ATOM Serving & Benchmarking Guide

ATOM (AiTer Optimized Model) is AMD’s lightweight LLM inference engine built on AITER kernels for ROCm/HIP GPUs. This guide covers the OpenAI-compatible serving API, programmatic engine usage, benchmarking tools, profiling, and speculative decoding.


Quick Reference

# Start the OpenAI-compatible server
python -m atom.entrypoints.openai_server --model <model_name_or_path> --kv_cache_dtype fp8

# Run the online serving benchmark
python -m atom.benchmarks.benchmark_serving \
    --backend vllm --model <model_name_or_path> \
    --base-url http://localhost:8000 \
    --dataset-name random --random-input-len 1024 --random-output-len 128 \
    --num-prompts 1000 --request-rate inf --ignore-eos

# Simple inference example
python -m atom.examples.simple_inference --model <model_name_or_path> --kv_cache_dtype fp8

# Offline profiling
python -m atom.examples.profile_offline --model <model_name_or_path> --kv_cache_dtype fp8

# Accuracy validation with lm-eval
lm_eval --model local-completions \
    --model_args model=<model>,base_url=http://localhost:8000/v1/completions,num_concurrent=64,max_retries=3,tokenized_requests=False \
    --tasks gsm8k --num_fewshot 5

1. OpenAI-Compatible Server

The server is implemented in atom/entrypoints/openai_server.py using FastAPI and Uvicorn. It exposes OpenAI-compatible HTTP endpoints so that existing clients (curl, OpenAI SDK, lm-eval) work without modification.

1.1 Endpoints

Method

Path

Description

POST

/v1/chat/completions

Chat completion (ChatCompletionRequest -> ChatCompletionResponse)

POST

/v1/completions

Text completion (CompletionRequest -> CompletionResponse)

GET

/v1/models

List available models

GET

/health

Health check (returns {"status": "ok"})

POST

/start_profile

Start torch profiler on the engine

POST

/stop_profile

Stop torch profiler and flush traces

1.2 Request Models

ChatCompletionRequest fields:

Field

Type

Default

Description

model

Optional[str]

None

Model name (validated against the loaded model)

messages

Optional[List[ChatMessage]]

None

List of chat messages (role, content)

prompt

Optional[List[ChatMessage]]

None

Alias for messages

temperature

Optional[float]

1.0

Sampling temperature

top_p

Optional[float]

1.0

Nucleus sampling threshold

max_tokens

Optional[int]

256

Maximum tokens to generate

stop

Optional[List[str]]

None

Stop strings

ignore_eos

Optional[bool]

False

Ignore end-of-sequence token

stream

Optional[bool]

False

Enable server-sent events streaming

seed

Optional[int]

None

Random seed

CompletionRequest fields:

Field

Type

Default

Description

model

Optional[str]

None

Model name

prompt

str

(required)

Text prompt

temperature

Optional[float]

1.0

Sampling temperature

top_p

Optional[float]

1.0

Nucleus sampling threshold

max_tokens

Optional[int]

256

Maximum tokens to generate

stop

Optional[List[str]]

None

Stop strings

ignore_eos

Optional[bool]

False

Ignore end-of-sequence token

stream

Optional[bool]

False

Enable SSE streaming

1.3 Response Models

Both ChatCompletionResponse and CompletionResponse include:

  • id – unique request identifier (e.g. chatcmpl-<uuid> or cmpl-<uuid>)

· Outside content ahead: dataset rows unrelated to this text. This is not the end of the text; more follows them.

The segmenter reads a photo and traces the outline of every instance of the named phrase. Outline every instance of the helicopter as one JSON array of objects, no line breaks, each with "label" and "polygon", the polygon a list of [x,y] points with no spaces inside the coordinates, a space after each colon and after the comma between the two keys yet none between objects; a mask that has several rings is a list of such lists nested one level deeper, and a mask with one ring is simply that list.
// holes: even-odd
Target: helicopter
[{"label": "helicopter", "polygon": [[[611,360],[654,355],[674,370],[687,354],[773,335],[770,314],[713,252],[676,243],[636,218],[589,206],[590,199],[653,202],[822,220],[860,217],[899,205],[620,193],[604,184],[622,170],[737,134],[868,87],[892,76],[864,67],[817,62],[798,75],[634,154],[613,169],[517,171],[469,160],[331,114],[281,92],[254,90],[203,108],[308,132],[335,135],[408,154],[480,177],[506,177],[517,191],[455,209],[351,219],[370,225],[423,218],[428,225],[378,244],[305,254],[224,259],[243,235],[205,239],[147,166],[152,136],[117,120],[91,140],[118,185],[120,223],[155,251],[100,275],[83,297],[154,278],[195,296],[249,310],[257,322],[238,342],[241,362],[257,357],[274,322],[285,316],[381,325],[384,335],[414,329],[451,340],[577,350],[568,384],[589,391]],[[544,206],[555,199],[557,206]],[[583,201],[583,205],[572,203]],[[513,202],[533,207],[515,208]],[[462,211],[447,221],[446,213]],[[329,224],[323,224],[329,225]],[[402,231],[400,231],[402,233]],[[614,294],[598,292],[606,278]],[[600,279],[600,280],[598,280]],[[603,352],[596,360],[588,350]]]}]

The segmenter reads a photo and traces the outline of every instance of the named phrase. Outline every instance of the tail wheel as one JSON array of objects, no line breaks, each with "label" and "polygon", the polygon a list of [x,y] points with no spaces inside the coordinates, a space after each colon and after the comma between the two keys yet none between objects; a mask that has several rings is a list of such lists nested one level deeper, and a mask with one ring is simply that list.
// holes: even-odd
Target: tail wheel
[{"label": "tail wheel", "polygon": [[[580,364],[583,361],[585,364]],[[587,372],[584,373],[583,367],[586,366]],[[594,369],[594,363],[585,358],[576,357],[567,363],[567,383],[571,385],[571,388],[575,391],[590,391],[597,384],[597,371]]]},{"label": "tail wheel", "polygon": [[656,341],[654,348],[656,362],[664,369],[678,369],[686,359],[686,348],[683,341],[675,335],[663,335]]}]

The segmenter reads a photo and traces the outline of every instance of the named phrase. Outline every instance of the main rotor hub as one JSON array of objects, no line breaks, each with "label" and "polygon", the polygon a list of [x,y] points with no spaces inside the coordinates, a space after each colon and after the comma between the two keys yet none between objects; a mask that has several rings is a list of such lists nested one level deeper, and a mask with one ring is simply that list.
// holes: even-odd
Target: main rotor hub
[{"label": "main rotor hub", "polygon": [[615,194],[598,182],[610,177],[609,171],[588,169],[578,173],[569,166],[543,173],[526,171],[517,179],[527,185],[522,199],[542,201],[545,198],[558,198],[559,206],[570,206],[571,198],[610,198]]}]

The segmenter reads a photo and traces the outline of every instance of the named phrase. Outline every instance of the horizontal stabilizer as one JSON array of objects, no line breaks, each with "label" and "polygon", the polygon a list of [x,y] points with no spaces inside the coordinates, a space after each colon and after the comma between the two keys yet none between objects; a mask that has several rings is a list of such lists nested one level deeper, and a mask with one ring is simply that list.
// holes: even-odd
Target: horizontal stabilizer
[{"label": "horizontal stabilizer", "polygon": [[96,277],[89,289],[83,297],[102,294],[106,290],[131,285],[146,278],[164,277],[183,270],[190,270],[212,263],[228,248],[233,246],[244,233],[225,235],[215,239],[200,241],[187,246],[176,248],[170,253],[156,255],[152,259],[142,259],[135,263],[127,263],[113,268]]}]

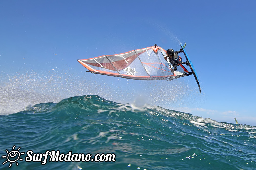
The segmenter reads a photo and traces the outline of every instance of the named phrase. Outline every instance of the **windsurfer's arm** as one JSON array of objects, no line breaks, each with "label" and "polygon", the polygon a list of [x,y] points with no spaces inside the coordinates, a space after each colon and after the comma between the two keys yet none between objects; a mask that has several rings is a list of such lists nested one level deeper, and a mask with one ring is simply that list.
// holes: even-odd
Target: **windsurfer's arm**
[{"label": "windsurfer's arm", "polygon": [[180,48],[180,50],[179,51],[175,51],[175,52],[177,54],[178,54],[180,53],[182,53],[182,50],[181,49],[181,48]]}]

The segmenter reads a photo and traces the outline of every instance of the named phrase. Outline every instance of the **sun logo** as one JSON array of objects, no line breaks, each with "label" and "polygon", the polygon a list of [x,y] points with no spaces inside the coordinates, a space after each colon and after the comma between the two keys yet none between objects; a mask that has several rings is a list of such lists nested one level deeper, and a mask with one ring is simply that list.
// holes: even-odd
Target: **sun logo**
[{"label": "sun logo", "polygon": [[19,160],[21,161],[23,160],[23,159],[20,158],[20,156],[22,155],[25,154],[25,152],[23,152],[21,153],[19,151],[21,148],[21,147],[19,147],[17,150],[15,150],[15,145],[13,145],[12,150],[10,152],[6,149],[5,151],[7,154],[7,155],[3,155],[2,156],[2,158],[6,158],[6,160],[3,162],[2,164],[4,165],[8,162],[10,162],[9,168],[10,168],[13,165],[13,163],[15,162],[16,162],[16,165],[18,166],[19,165],[19,163],[17,161]]}]

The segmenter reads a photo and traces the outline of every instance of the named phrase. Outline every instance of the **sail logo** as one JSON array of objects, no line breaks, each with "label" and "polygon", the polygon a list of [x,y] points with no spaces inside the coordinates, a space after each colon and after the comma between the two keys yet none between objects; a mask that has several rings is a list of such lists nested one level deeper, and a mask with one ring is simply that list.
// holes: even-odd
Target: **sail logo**
[{"label": "sail logo", "polygon": [[124,71],[127,72],[126,74],[130,75],[134,75],[135,73],[138,73],[138,72],[135,71],[135,68],[132,69],[128,67],[124,69]]}]

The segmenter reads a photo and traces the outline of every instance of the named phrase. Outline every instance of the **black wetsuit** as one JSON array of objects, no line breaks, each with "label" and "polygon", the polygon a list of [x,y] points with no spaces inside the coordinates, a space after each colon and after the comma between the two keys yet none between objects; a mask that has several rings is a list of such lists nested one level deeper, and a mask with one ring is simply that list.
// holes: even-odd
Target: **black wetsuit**
[{"label": "black wetsuit", "polygon": [[178,54],[182,52],[181,50],[175,51],[172,56],[169,57],[169,61],[170,63],[173,66],[174,71],[177,70],[177,66],[179,66],[182,63],[181,57],[178,55]]}]

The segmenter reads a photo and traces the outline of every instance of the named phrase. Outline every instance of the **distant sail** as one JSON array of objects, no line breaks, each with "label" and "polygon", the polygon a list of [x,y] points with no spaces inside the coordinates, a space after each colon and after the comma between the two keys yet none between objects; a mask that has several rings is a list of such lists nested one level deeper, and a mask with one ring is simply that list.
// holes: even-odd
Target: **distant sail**
[{"label": "distant sail", "polygon": [[156,45],[117,54],[78,61],[92,73],[139,80],[176,79],[191,75],[183,66],[173,73],[163,54]]}]

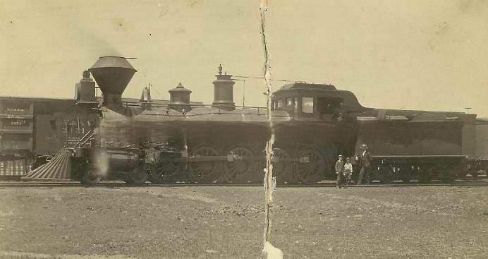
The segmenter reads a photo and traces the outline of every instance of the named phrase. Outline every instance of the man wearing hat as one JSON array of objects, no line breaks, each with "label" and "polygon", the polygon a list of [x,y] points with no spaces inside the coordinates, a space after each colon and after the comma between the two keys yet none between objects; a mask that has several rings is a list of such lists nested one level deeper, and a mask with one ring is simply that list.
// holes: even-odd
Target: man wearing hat
[{"label": "man wearing hat", "polygon": [[344,160],[342,159],[342,155],[339,155],[338,159],[336,162],[336,174],[337,174],[337,188],[340,189],[344,179]]},{"label": "man wearing hat", "polygon": [[366,174],[366,183],[371,183],[372,180],[371,178],[371,154],[367,150],[367,146],[365,144],[361,145],[361,155],[359,161],[361,170],[359,172],[359,178],[358,179],[358,184],[361,184],[362,177]]}]

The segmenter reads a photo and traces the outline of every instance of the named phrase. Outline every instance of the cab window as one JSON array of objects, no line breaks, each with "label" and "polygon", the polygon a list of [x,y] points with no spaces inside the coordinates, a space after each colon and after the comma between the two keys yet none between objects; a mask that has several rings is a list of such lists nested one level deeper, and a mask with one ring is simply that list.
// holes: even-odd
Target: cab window
[{"label": "cab window", "polygon": [[286,107],[293,108],[293,100],[292,98],[286,98]]},{"label": "cab window", "polygon": [[302,97],[302,112],[312,114],[314,112],[314,98]]},{"label": "cab window", "polygon": [[282,99],[280,99],[277,101],[276,108],[278,108],[278,109],[283,108],[283,100]]}]

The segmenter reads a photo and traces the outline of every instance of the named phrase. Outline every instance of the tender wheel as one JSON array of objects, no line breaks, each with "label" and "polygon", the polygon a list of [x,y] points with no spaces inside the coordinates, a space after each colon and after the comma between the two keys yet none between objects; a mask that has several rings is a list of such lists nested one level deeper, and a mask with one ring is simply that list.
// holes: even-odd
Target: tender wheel
[{"label": "tender wheel", "polygon": [[144,166],[138,165],[135,167],[134,171],[130,173],[130,175],[129,176],[129,181],[127,183],[134,184],[142,184],[145,183],[146,181],[147,181],[148,177],[149,176],[147,175],[147,173],[146,172]]},{"label": "tender wheel", "polygon": [[[195,148],[191,152],[191,158],[209,158],[219,157],[219,152],[211,147],[202,146]],[[197,161],[190,164],[190,178],[193,182],[214,182],[221,171],[222,162]]]},{"label": "tender wheel", "polygon": [[224,170],[228,181],[245,183],[255,172],[256,163],[252,160],[252,152],[247,147],[232,148],[227,154]]},{"label": "tender wheel", "polygon": [[318,151],[307,148],[298,152],[296,164],[296,175],[304,183],[317,182],[317,176],[322,176],[327,168],[325,157]]}]

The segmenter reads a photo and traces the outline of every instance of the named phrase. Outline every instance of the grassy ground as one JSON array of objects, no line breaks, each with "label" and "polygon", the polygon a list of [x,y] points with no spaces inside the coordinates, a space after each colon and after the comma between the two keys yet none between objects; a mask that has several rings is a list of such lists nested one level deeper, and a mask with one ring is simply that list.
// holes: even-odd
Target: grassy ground
[{"label": "grassy ground", "polygon": [[[286,258],[488,258],[488,188],[281,188]],[[0,258],[257,258],[258,187],[0,188]]]}]

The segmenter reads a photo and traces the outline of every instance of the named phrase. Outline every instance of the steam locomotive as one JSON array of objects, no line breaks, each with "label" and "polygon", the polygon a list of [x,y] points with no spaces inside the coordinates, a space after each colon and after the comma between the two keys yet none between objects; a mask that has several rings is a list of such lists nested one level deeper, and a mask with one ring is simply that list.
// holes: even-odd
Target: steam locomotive
[{"label": "steam locomotive", "polygon": [[[234,80],[221,66],[210,105],[190,102],[181,84],[169,90],[167,104],[154,103],[148,88],[140,102],[124,103],[121,95],[136,72],[126,59],[100,57],[88,71],[77,84],[77,102],[99,119],[71,149],[69,167],[83,183],[259,182],[272,133],[279,183],[334,179],[337,156],[352,157],[362,144],[373,155],[374,179],[382,182],[463,176],[468,119],[460,114],[366,108],[349,91],[304,83],[274,92],[269,113],[236,106]],[[90,73],[103,93],[101,104]]]}]

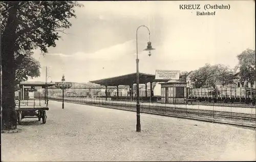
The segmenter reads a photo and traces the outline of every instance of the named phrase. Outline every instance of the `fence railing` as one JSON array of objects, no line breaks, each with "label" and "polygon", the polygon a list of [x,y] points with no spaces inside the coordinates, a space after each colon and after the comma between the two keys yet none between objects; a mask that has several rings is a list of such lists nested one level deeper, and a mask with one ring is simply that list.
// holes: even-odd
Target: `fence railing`
[{"label": "fence railing", "polygon": [[[60,97],[49,97],[49,100],[62,101]],[[98,106],[135,111],[135,101],[106,100],[100,98],[65,97],[65,102],[94,105]],[[140,102],[141,112],[207,118],[212,120],[237,121],[254,124],[255,107],[253,105],[215,103],[194,102],[191,105],[163,104],[159,102]]]}]

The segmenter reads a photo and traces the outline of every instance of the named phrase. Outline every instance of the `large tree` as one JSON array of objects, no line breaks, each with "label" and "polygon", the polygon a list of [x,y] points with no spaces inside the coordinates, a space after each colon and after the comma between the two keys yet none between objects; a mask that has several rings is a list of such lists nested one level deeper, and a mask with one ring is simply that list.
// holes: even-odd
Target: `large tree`
[{"label": "large tree", "polygon": [[241,81],[246,81],[246,85],[249,82],[253,83],[255,80],[255,50],[249,49],[237,56],[239,62],[236,68],[239,70]]},{"label": "large tree", "polygon": [[40,62],[32,56],[32,53],[28,52],[20,63],[17,65],[15,71],[15,84],[27,80],[29,78],[40,76]]},{"label": "large tree", "polygon": [[74,8],[81,6],[74,1],[4,1],[0,5],[2,129],[14,129],[15,72],[26,58],[20,51],[39,48],[47,53],[48,48],[56,46],[59,33],[71,26]]}]

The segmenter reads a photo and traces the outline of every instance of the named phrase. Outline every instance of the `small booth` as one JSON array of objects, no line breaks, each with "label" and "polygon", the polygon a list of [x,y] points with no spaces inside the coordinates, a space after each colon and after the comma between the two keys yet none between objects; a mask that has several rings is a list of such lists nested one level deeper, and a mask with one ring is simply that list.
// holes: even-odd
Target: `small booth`
[{"label": "small booth", "polygon": [[161,102],[163,103],[185,103],[186,85],[185,82],[169,81],[161,84]]}]

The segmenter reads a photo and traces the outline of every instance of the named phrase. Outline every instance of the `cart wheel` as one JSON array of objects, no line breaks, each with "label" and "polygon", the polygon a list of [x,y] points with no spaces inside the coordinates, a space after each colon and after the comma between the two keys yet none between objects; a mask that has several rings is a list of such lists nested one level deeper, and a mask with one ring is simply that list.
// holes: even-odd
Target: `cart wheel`
[{"label": "cart wheel", "polygon": [[44,110],[42,113],[42,124],[46,124],[46,118],[47,118],[47,116],[46,115],[46,112],[45,110]]},{"label": "cart wheel", "polygon": [[22,112],[18,111],[18,124],[20,125],[22,124]]},{"label": "cart wheel", "polygon": [[41,111],[40,110],[38,110],[38,121],[41,121]]}]

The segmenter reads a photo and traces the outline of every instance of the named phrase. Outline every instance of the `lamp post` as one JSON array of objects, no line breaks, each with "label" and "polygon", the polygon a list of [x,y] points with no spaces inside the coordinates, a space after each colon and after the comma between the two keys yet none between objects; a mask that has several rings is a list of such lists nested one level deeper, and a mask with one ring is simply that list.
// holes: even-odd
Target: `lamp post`
[{"label": "lamp post", "polygon": [[148,56],[151,56],[151,50],[155,50],[155,49],[152,48],[152,46],[151,45],[151,42],[150,42],[150,31],[148,28],[144,25],[142,25],[138,27],[136,31],[136,45],[137,45],[137,58],[136,58],[136,73],[137,73],[137,104],[136,104],[136,108],[137,108],[137,124],[136,124],[136,131],[140,132],[140,97],[139,97],[139,85],[140,83],[140,76],[139,73],[139,59],[138,57],[138,30],[140,27],[146,27],[148,30],[148,42],[147,42],[147,46],[146,49],[144,50],[144,51],[148,51],[149,54]]},{"label": "lamp post", "polygon": [[[62,76],[62,78],[61,79],[61,82],[62,83],[64,83],[65,81],[65,77],[64,75]],[[62,89],[62,109],[64,109],[64,84],[62,84],[62,87],[61,88]]]}]

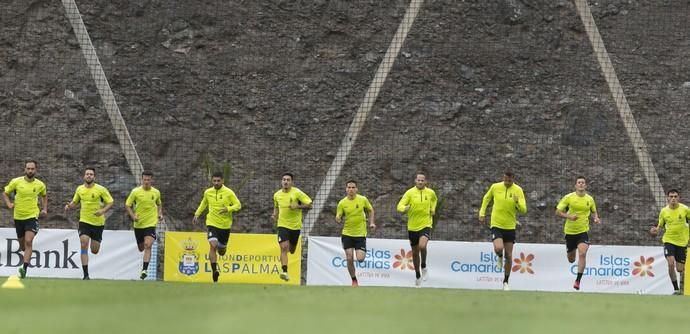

  • object"chat.completion" or "text_completion"

  • created – Unix timestamp

  • model – model name

  • choices – list of generated completions

  • usage – token counts (prompt_tokens, completion_tokens, total_tokens) plus ttft_s, tpot_s, and latency_s timing fields

Streaming responses use the SSE (Server-Sent Events) protocol with data: [DONE]\n\n as the termination signal.

1.4 Server Startup

python -m atom.entrypoints.openai_server \
    --model <model_name_or_path> \
    --kv_cache_dtype fp8 \
    --host 0.0.0.0 \
    --server-port 8000

Server-specific CLI arguments:

Argument

Default

Description

--host

0.0.0.0

Bind address

--server-port

8000

HTTP port (note: --port is for internal engine communication)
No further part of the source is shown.